Below is an interview with Werner Vogels, CTO@AWS.
http://www.se-radio.net/2006/12/episode-40-interview-werner-vogels/ (my local copy).
First some quotes:
“Ultimately developers don't care about SOAP and REST, as long as the data is delivered. You don't need to buy into some big revolutionary approach” - Werner Vogels
"If a problem has no solution, it may not be a problem, but a fact, not to be solved, but to be coped with over time"
— Shimon Peres ("Peres’s Law")
Some notes from interview
Systems become heterogenous over time
As systems grow, hardware become more heterogeneous, not necessarily because of change of vendors, but because faster machines with more RAM are introduced. Software must not be designed for homogeneous hardware.
Propability of failure
Larger systems fail more often, so resilience is important. Automation is important in minimizing downtime. The aim is for self healing systems, and things like fast reboots for when things invariably go down. At amazon scale stuff fails, so deal with it. Focus on things that help you recover fast instead of only trying to avoid failure. This is also the message from the Google High Replication Datastore team (see video).
Non-growth in staff
Larger systems must not require a linear growth in personel. Common tasks must be increasingly automated, so that the same amount of personel who administered 100 machines can also administer 1000 machines. Realistically two people should be able to administer thousands of machines.
"Automation doesn’t remove human influence. It shifts the burden from operator to designer. Designers are human too, and make mistakes - J. Reason, Human Error, Cambridge University Press, 1990"
Unit of work
In order for a system to scale, the unit of work must become cheaper as system scales up. For example, maintenance of individual machines in a data center, component replacement, etc. must become more efficient.
Energy consumption
Energy is an economical issue. As much as 50%-60% of power may be lost in electrical components, so investments in economical hardware is ultimately important. Amazon does not use commodity hardware like Google does, which means that hardware can be designed to be more power efficient.

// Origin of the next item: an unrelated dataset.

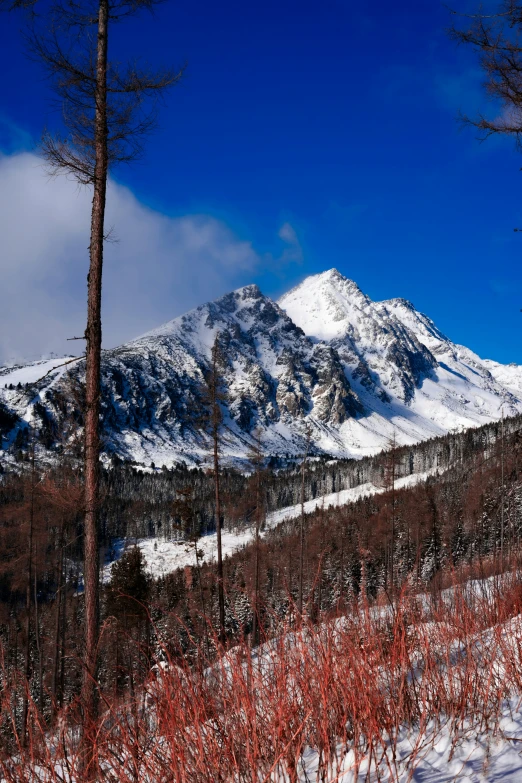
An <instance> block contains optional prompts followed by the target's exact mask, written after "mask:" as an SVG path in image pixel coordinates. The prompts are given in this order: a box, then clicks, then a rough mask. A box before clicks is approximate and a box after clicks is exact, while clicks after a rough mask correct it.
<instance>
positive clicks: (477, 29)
mask: <svg viewBox="0 0 522 783" xmlns="http://www.w3.org/2000/svg"><path fill="white" fill-rule="evenodd" d="M452 13H453V15H454V17H455V24H454V25H453V26H452V28H451V30H450V36H451V38H452V39H453V40H455V41H457V43H459V44H465V45H467V46H470V47H471V48H472V49H474V50H475V51H476V53H477V55H478V57H479V62H480V66H481V68H482V71H483V73H484V75H485V82H484V85H485V89H486V92H487V94H488V95H489V96H490V97H491V98H493V99H494V101H496V102H497V104H498V103H499V102H500V104H501V107H502V109H501V111H498V110H495V112H494V116H493V117H491V118H488V117H486V116H484V115H483V114H478V115H477V116H475V117H468V116H467V115H464V116H462V118H461V119H462V121H463V122H464V123H465V124H468V125H471V126H473V127H475V128H477V130H478V131H479V134H480V138H482V139H485V138H487V137H488V136H491V135H495V134H502V135H507V136H512V137H513V138H514V139H515V141H516V144H517V146H518V147H519V149H521V150H522V4H521V3H519V2H514V0H503V1H502V2H500V3H499V5H498V9H497V12H496V13H489V14H484V13H481V12H480V11H477V13H476V14H458V13H457V12H456V11H452ZM515 230H520V229H515Z"/></svg>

"No need for big revolutions in distributed systems" - Werner Vogels
SOAP and REST
Amazon wants to build an open community. The philosophy is to create an infrastructure of open services that give value to customers and an ecosystem will form around it.

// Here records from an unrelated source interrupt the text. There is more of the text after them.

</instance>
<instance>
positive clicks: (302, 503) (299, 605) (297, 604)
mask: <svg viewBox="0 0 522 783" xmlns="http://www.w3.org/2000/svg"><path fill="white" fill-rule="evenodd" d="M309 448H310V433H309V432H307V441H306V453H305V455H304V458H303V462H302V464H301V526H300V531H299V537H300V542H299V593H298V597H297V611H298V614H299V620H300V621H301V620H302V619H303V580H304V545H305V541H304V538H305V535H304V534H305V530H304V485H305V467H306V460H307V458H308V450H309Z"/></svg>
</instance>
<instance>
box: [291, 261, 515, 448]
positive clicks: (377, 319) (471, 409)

In a given request for a page, one hundred services may be invoked. At Amazon, data can only be accessed via services. Also internally.

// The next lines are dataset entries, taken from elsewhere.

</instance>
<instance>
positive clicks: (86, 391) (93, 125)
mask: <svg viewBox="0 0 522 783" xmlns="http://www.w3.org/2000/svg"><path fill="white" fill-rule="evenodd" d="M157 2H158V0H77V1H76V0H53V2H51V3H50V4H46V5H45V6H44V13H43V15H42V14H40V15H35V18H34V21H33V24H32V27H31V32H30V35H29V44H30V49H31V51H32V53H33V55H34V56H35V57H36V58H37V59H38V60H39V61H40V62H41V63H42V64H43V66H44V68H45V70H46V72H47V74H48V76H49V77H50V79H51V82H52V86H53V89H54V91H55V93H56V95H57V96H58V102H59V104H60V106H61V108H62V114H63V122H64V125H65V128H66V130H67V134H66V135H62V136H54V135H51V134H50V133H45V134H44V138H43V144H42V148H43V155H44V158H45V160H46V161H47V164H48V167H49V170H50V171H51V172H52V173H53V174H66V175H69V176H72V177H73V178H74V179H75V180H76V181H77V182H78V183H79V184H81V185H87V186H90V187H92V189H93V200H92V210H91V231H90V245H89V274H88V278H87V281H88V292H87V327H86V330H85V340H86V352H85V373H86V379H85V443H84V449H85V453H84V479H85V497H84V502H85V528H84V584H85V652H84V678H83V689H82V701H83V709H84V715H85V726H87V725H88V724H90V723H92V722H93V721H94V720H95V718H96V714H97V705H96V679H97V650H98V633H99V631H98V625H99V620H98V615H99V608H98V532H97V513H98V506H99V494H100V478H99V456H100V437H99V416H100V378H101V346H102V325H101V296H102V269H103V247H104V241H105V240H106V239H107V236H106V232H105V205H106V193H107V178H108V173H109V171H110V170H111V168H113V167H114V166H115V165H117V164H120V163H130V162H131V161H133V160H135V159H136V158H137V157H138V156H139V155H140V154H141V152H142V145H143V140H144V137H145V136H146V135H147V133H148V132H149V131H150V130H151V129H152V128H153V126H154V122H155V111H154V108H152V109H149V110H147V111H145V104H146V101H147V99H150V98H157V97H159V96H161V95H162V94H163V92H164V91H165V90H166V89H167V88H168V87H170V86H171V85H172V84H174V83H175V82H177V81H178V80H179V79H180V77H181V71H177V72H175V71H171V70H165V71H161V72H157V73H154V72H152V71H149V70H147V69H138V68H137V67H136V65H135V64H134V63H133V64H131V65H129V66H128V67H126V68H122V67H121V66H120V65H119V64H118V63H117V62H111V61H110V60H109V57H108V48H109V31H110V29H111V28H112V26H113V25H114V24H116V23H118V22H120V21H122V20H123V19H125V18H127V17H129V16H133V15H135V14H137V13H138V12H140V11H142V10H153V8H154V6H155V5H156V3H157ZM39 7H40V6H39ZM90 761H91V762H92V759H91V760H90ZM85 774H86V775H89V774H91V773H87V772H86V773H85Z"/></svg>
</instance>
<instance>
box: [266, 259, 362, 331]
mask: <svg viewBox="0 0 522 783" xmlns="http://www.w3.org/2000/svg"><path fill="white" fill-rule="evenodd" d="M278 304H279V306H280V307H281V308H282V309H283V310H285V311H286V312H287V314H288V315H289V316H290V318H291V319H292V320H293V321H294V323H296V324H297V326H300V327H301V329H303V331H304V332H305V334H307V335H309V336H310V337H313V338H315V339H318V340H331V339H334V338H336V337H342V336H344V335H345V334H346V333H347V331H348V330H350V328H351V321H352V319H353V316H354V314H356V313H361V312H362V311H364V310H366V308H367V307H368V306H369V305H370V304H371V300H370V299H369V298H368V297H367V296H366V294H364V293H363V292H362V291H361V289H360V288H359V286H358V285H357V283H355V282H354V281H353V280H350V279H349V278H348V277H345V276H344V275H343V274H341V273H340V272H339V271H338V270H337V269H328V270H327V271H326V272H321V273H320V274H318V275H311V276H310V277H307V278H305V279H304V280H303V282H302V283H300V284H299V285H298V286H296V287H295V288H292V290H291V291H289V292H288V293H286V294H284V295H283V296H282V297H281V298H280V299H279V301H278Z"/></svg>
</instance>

Werner Vogels view on web services is: it's not hard to send some XML over the wire! Therefore, there is no need to treat it as something complicated. Amazon offers both SOAP (30% of traffic) and REST (70% of traffic) services externally. SOAP is generally used by Java/.NET developers, while REST generally is used by PHP/Perl developers. Ultimately developers don't care, as long as the data is delivered. You don't need to buy into some big revolutionary approach. Internally services are described in WSDL (the interview was conducted in 2006).
Enterprise state management
In enterprise development everything is centered around state management. The operations themselves are most often stateless, except for the Amazon checkout process which is inherently stateful.
Tools
The right set of tools provide the foundation of a robust SOA. Tools exist that can manage the build process, deploy code and monitor resources. Tools in the deployment process ensure that dependencies are resolved. Werner hints that these tools are very big!